The Firemen’s Memorial at West 100th Street, designed by H. Van Buren Magonigle and sculpted in 1912 by Attilio Piccirilli, is a large marble slab surrounded by an approach of steps, two balustrades and allegorical figures representing Sacrifice (shown as a woman embracing the body of her dead husband) and Duty (shown as a mother standing by a fire hydrant, holding a fireman’s coat and hat and embracing a child). The slab supports a bas-relief of a fire chariot pulled by three galloping horses.
Sacrifice and Duty
We have monuments to ten men and one woman on horseback in New York, but only one monument to the horses themselves. A bronze memorial to the horses that pulled fire wagons is embedded in the walkway at the top of the steps.

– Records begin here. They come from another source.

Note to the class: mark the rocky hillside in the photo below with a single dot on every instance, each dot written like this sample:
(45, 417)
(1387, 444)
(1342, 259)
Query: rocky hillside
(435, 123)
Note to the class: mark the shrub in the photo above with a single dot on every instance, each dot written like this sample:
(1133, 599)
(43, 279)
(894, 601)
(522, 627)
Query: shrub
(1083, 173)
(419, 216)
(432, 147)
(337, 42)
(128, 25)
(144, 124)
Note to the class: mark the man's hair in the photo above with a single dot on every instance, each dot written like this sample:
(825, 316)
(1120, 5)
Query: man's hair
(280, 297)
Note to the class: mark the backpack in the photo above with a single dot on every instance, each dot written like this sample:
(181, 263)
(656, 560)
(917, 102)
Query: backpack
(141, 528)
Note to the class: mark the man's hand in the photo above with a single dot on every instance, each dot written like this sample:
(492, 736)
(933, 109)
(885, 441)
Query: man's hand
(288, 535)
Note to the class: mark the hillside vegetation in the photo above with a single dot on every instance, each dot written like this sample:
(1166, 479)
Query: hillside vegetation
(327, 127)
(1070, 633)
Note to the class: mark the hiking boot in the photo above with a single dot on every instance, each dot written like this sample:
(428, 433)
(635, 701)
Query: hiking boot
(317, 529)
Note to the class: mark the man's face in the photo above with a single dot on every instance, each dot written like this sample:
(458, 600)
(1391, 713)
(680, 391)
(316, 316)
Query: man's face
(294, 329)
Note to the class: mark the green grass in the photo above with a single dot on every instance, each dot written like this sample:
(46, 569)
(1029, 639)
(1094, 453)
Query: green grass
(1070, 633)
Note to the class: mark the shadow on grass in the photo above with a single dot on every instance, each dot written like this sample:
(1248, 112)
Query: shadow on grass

Attilio Piccirilli was the foremost artisan in the famed Piccirilli sculpting family, which set up shop after the Piccirilli brothers immigrated from Italy in 1888 (he executed the Daniel French portrait of Lincoln at the Memorial) and he was on good terms with Enrico Caruso, Fiorello LaGuardia, and John D. Rockefeller. No less than three Presidents, Teddy Roosevelt, William Howard Taft and Woodrow Wilson, paid a call to the Piccirilli Studios, which used to be in the Bronx’ Mott Haven.